Confusion regarding slope of a tangent to a parabola

I had learnt that differentiating the function $y=f(x)$ and putting the value of a point $(x_1,y_1)$ would give the slope of the tangent to the function at $(x_1,y_1)$. In other words, to find the slope of the tangent to a function at a point, one has to first differentiate the dependent variable ($y$ here) with respect to the independent variable ($x$ in this case). However when I tried to derive the formula for the slope of the tangent to the parabola $y^2=4ax$, I came up with a mistake in finding the slope of the tangent. In my book, it was given that the slope of the tangent at $(x_1,y_1)$ is $\frac{dy}{dx}\large{|}_{y_1}$ However, according to me, the slope of the tangent should be found by differentiating the dependent variable (x according to me) with respect to the independent variable (y according to me). Thus, I get the slope of tangent as $$\dfrac{y_1}{2a}$$ instead of $\dfrac{2a}{y_1}$. I cannot identify where I have gone wrong despite trying for quite a while. I would be grateful for any help in clearing this confusion of mine. Many thanks in advance!

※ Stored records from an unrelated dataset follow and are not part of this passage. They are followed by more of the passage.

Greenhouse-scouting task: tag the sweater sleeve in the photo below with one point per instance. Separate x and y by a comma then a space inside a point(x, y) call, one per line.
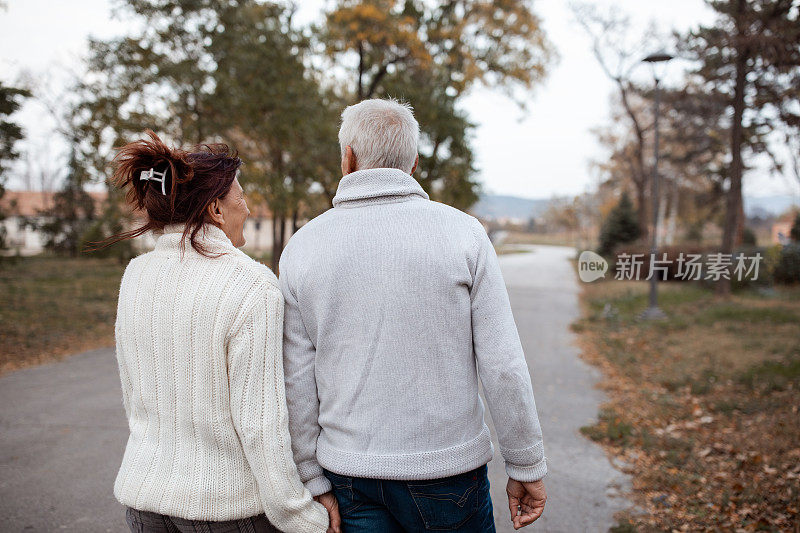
point(502, 367)
point(301, 392)
point(258, 407)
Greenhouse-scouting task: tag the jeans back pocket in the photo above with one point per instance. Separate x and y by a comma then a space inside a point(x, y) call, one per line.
point(446, 504)
point(343, 491)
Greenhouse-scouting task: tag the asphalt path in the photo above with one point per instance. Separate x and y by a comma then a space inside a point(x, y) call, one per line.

PS. I have a rudimentary knowledge of functions. All I know is that a function is such that corresponding to each independent variable, there is only 1 value of the dependent variable. The reason I thought $y$ was the independent variable in $y^2=4ax$ was because corresponding to any value of $y$, there is only one possible value of $x$. Kindly correct me if I am wrong. Thanks once again

The thing is, when you are looking for the slope of the tangent line in the x-y plane, you need to find $\frac{dy}{dx}.$ Thus, you cannot conclude that $y$ is the independent variable - the independent variable is still $x,$ even if the function is not one-to-one. Using calculus and differentiating with respect to $x,$ we have the following:

$y^2 = 4ax$

$2y * \frac{dy}{dx} = 4a$

$\frac{dy}{dx} = \frac{2a}{y}.$

When $y = y_{1},$ we have $\boxed{\frac{2a}{y_{1}}}.$

Notice, in general, the slope of tangent to the curve $y=f(x)$ is $\frac{dy}{dx}$ & usually, $y$ is treated as a dependent variable & $x$ as independent variable in XY-plane.

For the slope of tangent to the curve: $y=f(x)$, one should find $\frac{dy}{dx}$ not $\frac{dx}{dy}$

Now, for the given equation of parabola $y^2=4ax$, $y$ is dependent variable while $x$ is independent variable, hence the slope of tangent to the parabola: $y^2=4ax$ is given by differentiating w.r.t. $x$ as follows $$\frac{d}{dx}(y^2)=\frac{d}{dx}(4ax)$$ $$2y\frac{dy}{dx}=4a$$ $$\frac{dy}{dx}=\frac{2a}{y}$$ for the point $(x_1. y_1)$, the slope of tangent is

$$\left[\frac{dy}{dx}\right]_{(x_1, y_1)}=\frac{2a}{y_1}$$

• Thanks for your response. Could you please elaborate on why $y$ is the dependent variable in $y^2=4ax$? How exactly do we define/defferentiate between the dependent and independent variables? I couldn't understand this part. – Better World Jan 10 '16 at 20:29
• Alright, notice for any given curve $y=f(x)$ in the XY-plane, generally, $y$ is treated as dependent variable while $x$ is treated as independent variable. For $y^2=4ax\iff y=\pm\sqrt{4ax}\implies y=f(x)$ i.e. $y$ can be explicitly expressed as a function of $x$ – Harish Chandra Rajpoot Jan 10 '16 at 20:32

If $4 a y = x^2, dy/dx = x/(2a)$ what you say is correct. (i.e., when x is independent variable and y is dependent).